Sonra Victor Hugo'nun mezarı aklıma geldi. Gençlik kampı için Fransa'nın orta bölgesindeki Vichy'e gidecektim. Gitmeden önce ve sonra Paris'te gezmek için kendime zaman ayırmıştım. Şimdi düşününce nasıl cesaretle o işleri halletmişim inanın hiç bilmiyorum. Yani gidişim dönüşüm tam maceraydı. Neyse benim Paris'i gezmem akıllara zarar bir gezmeydi. Elimde harita gitmediğim yeri kalmamıştı o yüzden dönüş uçağını beklerken ayaklarımın zonklamasından başka bir şey hatırlamıyorum. Neyse şuursuzca gezmelerim beni Victor Hugo'nun kabrinin bulunduğu yere bile götürmüştü. 10 yıl olmuş gideli. Ne yazık ki her şey çok net değil. Ve de fotoğraf makinamın azizliği nedeniyle fazla görsel anım da yok. Ama ne akla hizmet gitmişim mezarlıklar arasında gezinmiş Victor Hugo'nunkine rastlamışım bilmiyorum. Ancak benim gibi mezarlık fobisi olan bir insanı bile yalnız başına Paris'in o tarihi mezarlığına sokmuş ise nasıl görkemli ve can alıcı bir yer olduğunu siz tahmin edin. Bizim en görkemli mezarlığımız ise Aşiyan. Bana göre tabii. Sevgili anneannem ve dedeciğim küçük yalı mezarlığında yatıyor. Anneanneciğimi 2000 yılında defin ederken cambazlık yaparak ulaşmıştık mezarına başka mezarlara ne yazık ki basa basa.

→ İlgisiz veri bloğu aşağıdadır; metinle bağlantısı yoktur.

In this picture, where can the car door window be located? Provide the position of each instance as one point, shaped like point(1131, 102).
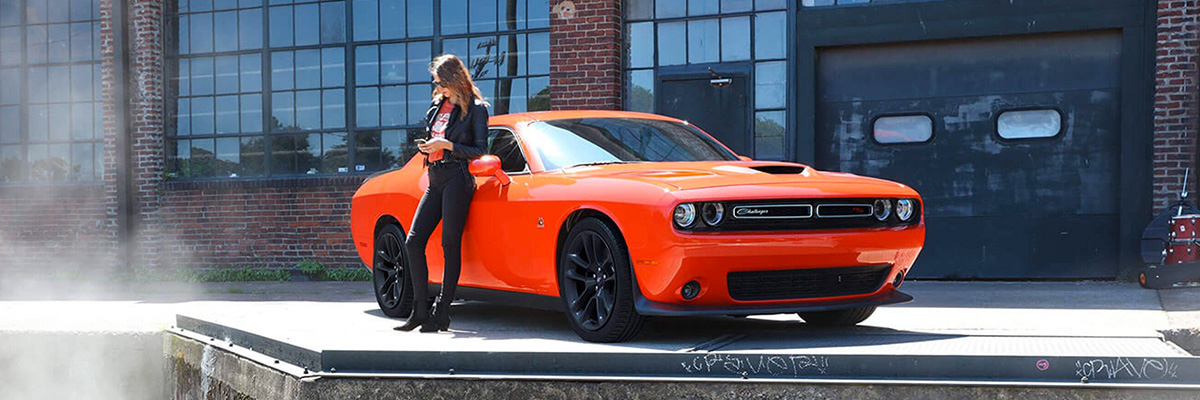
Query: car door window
point(504, 145)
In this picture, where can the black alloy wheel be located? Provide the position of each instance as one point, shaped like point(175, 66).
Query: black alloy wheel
point(394, 288)
point(595, 284)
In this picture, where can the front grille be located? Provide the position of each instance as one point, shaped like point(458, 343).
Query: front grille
point(805, 284)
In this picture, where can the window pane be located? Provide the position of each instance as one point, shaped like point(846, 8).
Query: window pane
point(771, 84)
point(202, 115)
point(201, 35)
point(454, 17)
point(334, 108)
point(903, 129)
point(671, 36)
point(391, 12)
point(335, 157)
point(309, 109)
point(483, 16)
point(539, 13)
point(366, 65)
point(670, 9)
point(641, 45)
point(641, 91)
point(252, 113)
point(771, 35)
point(226, 29)
point(307, 18)
point(333, 22)
point(251, 72)
point(736, 39)
point(393, 106)
point(702, 7)
point(281, 27)
point(250, 29)
point(226, 75)
point(768, 135)
point(391, 65)
point(640, 9)
point(307, 69)
point(282, 71)
point(539, 94)
point(283, 111)
point(333, 67)
point(227, 111)
point(703, 41)
point(418, 103)
point(420, 18)
point(1029, 124)
point(366, 109)
point(366, 19)
point(202, 76)
point(539, 53)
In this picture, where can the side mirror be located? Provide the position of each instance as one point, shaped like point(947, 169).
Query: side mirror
point(489, 166)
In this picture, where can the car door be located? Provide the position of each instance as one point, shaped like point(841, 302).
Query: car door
point(492, 242)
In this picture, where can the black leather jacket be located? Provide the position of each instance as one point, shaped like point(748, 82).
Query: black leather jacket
point(469, 135)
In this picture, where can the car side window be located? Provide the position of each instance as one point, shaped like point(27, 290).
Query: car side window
point(504, 145)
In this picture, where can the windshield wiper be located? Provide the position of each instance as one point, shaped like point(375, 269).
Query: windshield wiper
point(593, 163)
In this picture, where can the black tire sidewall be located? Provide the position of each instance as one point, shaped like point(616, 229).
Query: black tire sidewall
point(624, 323)
point(405, 306)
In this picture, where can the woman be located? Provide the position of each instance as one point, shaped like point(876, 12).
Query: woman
point(456, 126)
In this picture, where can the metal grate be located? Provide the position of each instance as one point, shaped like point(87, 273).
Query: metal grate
point(805, 284)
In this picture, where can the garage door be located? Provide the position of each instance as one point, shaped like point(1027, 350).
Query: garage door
point(1013, 142)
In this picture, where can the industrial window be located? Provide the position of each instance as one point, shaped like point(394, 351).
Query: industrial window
point(1029, 124)
point(51, 126)
point(269, 88)
point(677, 33)
point(903, 129)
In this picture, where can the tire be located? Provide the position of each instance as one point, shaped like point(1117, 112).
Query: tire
point(595, 284)
point(393, 285)
point(847, 317)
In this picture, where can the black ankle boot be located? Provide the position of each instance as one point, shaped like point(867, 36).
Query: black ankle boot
point(439, 320)
point(420, 315)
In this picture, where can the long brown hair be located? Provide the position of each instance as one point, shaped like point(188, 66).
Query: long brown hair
point(455, 76)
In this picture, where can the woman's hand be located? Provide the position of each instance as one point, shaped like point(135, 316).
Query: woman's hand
point(436, 144)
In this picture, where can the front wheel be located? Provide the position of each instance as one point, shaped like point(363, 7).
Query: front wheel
point(394, 288)
point(838, 317)
point(595, 284)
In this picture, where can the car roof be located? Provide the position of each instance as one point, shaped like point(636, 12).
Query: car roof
point(523, 118)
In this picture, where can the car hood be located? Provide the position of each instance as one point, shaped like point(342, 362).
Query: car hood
point(693, 175)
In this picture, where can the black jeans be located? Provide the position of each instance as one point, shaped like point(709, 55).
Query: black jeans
point(447, 200)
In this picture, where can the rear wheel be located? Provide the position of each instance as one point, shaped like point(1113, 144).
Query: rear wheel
point(595, 284)
point(838, 317)
point(394, 288)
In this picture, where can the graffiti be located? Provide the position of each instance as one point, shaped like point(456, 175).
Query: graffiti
point(747, 365)
point(1121, 368)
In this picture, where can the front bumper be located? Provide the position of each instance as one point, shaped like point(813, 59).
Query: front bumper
point(651, 308)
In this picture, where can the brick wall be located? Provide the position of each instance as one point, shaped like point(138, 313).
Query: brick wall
point(585, 54)
point(1175, 99)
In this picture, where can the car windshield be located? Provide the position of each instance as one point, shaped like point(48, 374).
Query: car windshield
point(589, 141)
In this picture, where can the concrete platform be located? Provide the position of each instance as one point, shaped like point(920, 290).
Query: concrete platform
point(954, 333)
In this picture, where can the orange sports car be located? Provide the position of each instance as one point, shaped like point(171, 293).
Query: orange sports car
point(615, 216)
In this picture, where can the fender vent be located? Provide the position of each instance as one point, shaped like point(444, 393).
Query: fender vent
point(779, 169)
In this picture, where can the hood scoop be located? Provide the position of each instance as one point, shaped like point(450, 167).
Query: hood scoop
point(779, 169)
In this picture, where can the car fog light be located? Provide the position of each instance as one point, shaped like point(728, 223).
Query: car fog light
point(713, 213)
point(882, 209)
point(905, 209)
point(684, 215)
point(690, 290)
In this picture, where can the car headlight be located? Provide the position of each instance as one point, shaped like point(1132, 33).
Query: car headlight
point(882, 209)
point(905, 208)
point(685, 215)
point(713, 213)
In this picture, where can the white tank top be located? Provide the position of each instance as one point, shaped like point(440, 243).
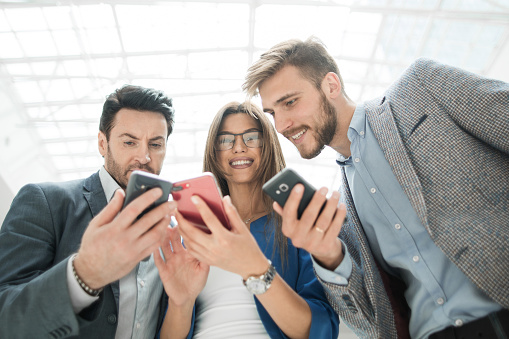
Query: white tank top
point(225, 309)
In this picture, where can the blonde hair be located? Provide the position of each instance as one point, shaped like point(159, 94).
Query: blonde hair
point(310, 57)
point(272, 162)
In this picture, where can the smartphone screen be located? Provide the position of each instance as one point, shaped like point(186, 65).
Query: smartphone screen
point(204, 186)
point(280, 186)
point(140, 182)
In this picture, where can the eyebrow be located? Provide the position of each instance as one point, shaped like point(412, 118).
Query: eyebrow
point(136, 138)
point(280, 100)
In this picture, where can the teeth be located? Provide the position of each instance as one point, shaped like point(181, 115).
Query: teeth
point(241, 162)
point(298, 135)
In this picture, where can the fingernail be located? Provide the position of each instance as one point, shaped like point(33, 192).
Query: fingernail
point(157, 192)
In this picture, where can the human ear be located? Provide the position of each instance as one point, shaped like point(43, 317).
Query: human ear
point(331, 85)
point(102, 143)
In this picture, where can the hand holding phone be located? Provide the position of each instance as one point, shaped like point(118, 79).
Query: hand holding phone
point(204, 186)
point(280, 186)
point(140, 182)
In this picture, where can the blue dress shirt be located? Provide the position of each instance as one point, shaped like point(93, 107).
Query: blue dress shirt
point(438, 293)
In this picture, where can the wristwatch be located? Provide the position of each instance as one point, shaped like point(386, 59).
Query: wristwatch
point(260, 284)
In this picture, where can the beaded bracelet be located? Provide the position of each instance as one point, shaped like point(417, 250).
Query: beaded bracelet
point(85, 287)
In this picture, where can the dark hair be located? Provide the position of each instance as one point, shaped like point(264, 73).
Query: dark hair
point(137, 98)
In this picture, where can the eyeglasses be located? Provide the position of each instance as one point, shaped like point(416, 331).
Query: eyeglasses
point(252, 139)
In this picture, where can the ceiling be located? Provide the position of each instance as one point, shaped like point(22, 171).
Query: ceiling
point(59, 60)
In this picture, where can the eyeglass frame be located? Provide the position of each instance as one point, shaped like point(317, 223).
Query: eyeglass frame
point(235, 139)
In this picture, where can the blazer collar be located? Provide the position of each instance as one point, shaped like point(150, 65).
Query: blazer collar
point(94, 193)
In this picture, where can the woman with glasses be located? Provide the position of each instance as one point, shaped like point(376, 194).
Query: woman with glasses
point(249, 282)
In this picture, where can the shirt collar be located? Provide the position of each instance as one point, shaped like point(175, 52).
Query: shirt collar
point(356, 129)
point(108, 183)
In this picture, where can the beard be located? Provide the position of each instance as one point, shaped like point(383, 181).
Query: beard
point(325, 129)
point(119, 173)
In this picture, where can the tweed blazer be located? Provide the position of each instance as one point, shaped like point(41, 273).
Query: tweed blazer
point(445, 134)
point(43, 227)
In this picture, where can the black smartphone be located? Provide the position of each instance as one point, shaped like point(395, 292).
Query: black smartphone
point(140, 182)
point(280, 186)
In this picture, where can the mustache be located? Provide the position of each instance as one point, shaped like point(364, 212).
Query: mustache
point(293, 131)
point(139, 166)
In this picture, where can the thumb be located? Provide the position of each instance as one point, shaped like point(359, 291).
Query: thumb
point(236, 222)
point(111, 210)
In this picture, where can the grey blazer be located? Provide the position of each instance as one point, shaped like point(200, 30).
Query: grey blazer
point(445, 134)
point(42, 229)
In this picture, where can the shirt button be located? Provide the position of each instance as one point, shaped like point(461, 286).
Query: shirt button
point(112, 319)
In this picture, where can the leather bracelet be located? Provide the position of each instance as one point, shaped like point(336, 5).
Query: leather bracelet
point(91, 292)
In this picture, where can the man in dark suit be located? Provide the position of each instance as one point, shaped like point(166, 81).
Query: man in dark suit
point(426, 184)
point(71, 262)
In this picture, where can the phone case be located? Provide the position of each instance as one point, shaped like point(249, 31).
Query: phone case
point(280, 186)
point(140, 182)
point(204, 186)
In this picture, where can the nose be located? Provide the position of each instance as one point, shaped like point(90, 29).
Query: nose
point(281, 122)
point(239, 145)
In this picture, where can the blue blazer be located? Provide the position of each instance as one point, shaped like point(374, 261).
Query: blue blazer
point(42, 229)
point(299, 275)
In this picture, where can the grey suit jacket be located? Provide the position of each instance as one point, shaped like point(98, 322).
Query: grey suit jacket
point(42, 229)
point(445, 134)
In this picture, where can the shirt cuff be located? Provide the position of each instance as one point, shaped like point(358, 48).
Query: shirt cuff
point(79, 298)
point(340, 275)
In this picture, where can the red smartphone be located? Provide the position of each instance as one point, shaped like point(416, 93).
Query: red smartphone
point(204, 186)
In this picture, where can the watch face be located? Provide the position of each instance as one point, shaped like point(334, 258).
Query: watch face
point(256, 286)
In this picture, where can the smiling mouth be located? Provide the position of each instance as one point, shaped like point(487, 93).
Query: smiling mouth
point(298, 135)
point(241, 162)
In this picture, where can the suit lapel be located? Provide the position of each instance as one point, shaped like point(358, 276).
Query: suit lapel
point(96, 199)
point(385, 130)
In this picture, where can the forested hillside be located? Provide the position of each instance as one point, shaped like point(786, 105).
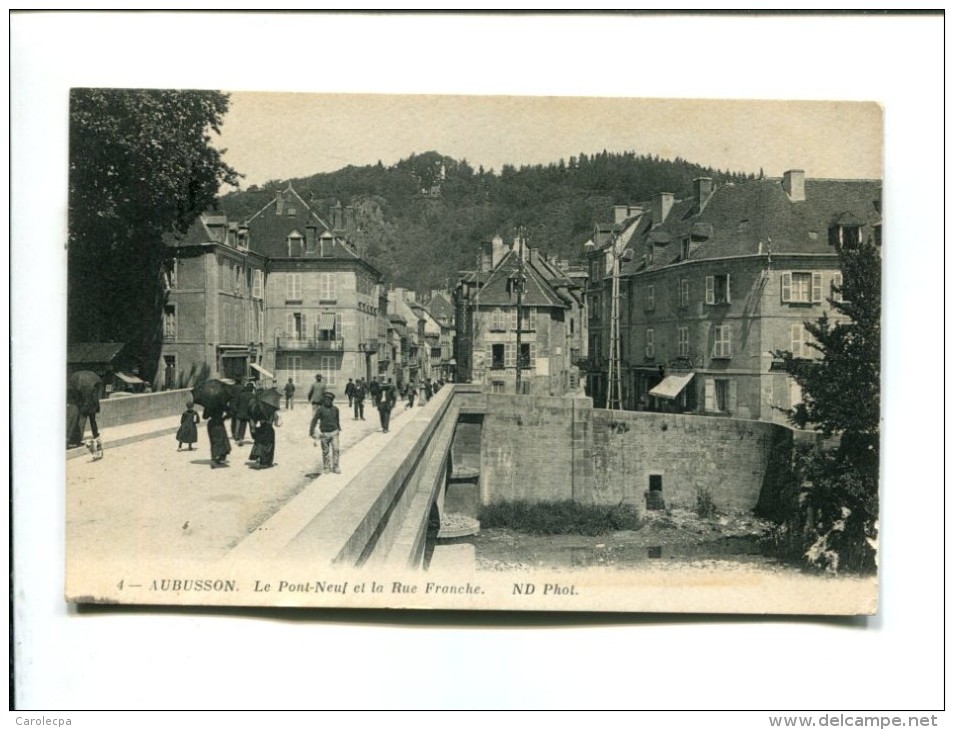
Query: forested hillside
point(420, 221)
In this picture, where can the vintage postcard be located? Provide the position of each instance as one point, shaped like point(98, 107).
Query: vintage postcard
point(460, 352)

Yaşayanımıza saygımız var mı ki de ölümüze olacak değil mi?
1 yorum:
atilla ilhan degil, dogrusu aTTila ilhan olacak.
yaygin bir yanlis oldugundan duzeltmek istedim. internet uzerinden ya da sairin kitap baskilarindan da karsilastirabilirsiniz.